13. The method of claim 8, wherein:

the positively charged water-soluble macromolecule and the negatively charged water-soluble macromolecule are selected to exhibit a charge ratio of 0.25:1-4:1;

the positively charged water-soluble macromolecule is at a concentration from 0.1-50 wt %;

the negatively charged water-soluble macromolecule is at a concentration from 0.1-50 wt %;

the comb polyelectrolyte is selected to exhibit a charge concentration such that the ratio of the comb polyelectrolyte charge concentration to the sum of the positively charged macromolecule charge concentration and the negatively charged macromolecule charged concentration ranges from 0.05 to 1.

14. A complex coacervate made by the method of claim 8.

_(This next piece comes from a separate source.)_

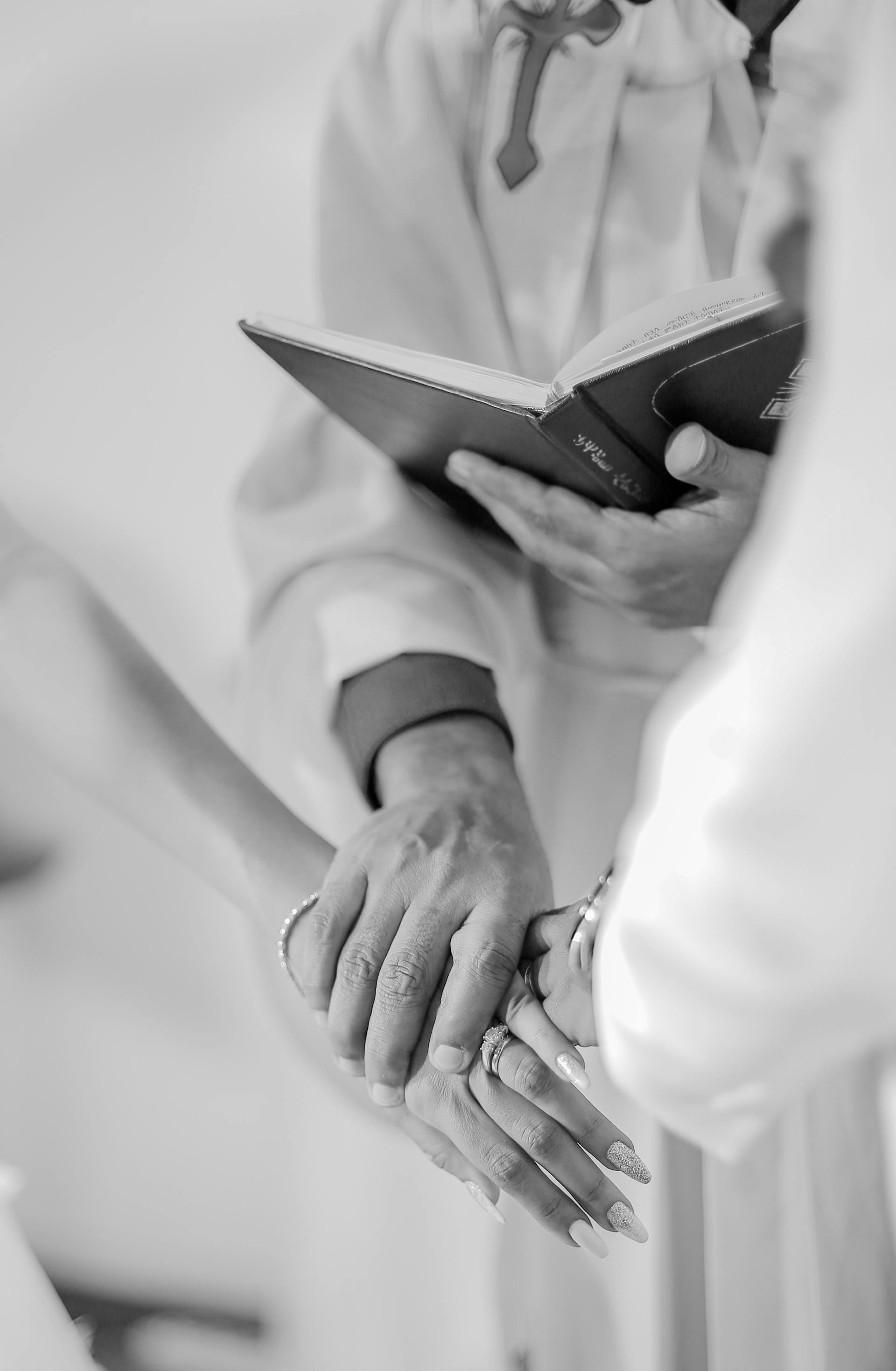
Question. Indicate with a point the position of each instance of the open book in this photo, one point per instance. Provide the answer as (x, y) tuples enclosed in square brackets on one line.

15. A method of stabilizing an activity of a molecule and/or inhibiting the degradation of the molecule, the method comprising disposing the molecule as a cargo in a microdroplet of the composition of claim 5, such that an activity of the cargo molecule is stabilized and/or its degradation is inhibited.

16. The method of claim 15, wherein the cargo molecule performs a chemical reaction within the composition.

17. A method of performing a biochemical reaction, the method comprising disposing molecules that perform the biological reaction as a cargo within a complex coacervate comprising: such that the biochemical reaction is performed within the complex coacervate.

water;

a water-soluble comb polyelectrolyte;

a positively charged water-soluble macromolecule; and

a negatively charged water-soluble macromolecule;

18. The method of claim 17, wherein the cargo comprises an enzyme.

19. The method of claim 18, wherein the enzyme is an oxidoreductase; a transferase; a hydrolase; a lyase; an isomerase or a ligase.

20. The method of claim 18, wherein:

the cargo comprises a plurality of enzymes; and

the product generated by a first enzyme in the plurality of enzymes is a reactant for a second enzyme within the plurality of enzymes.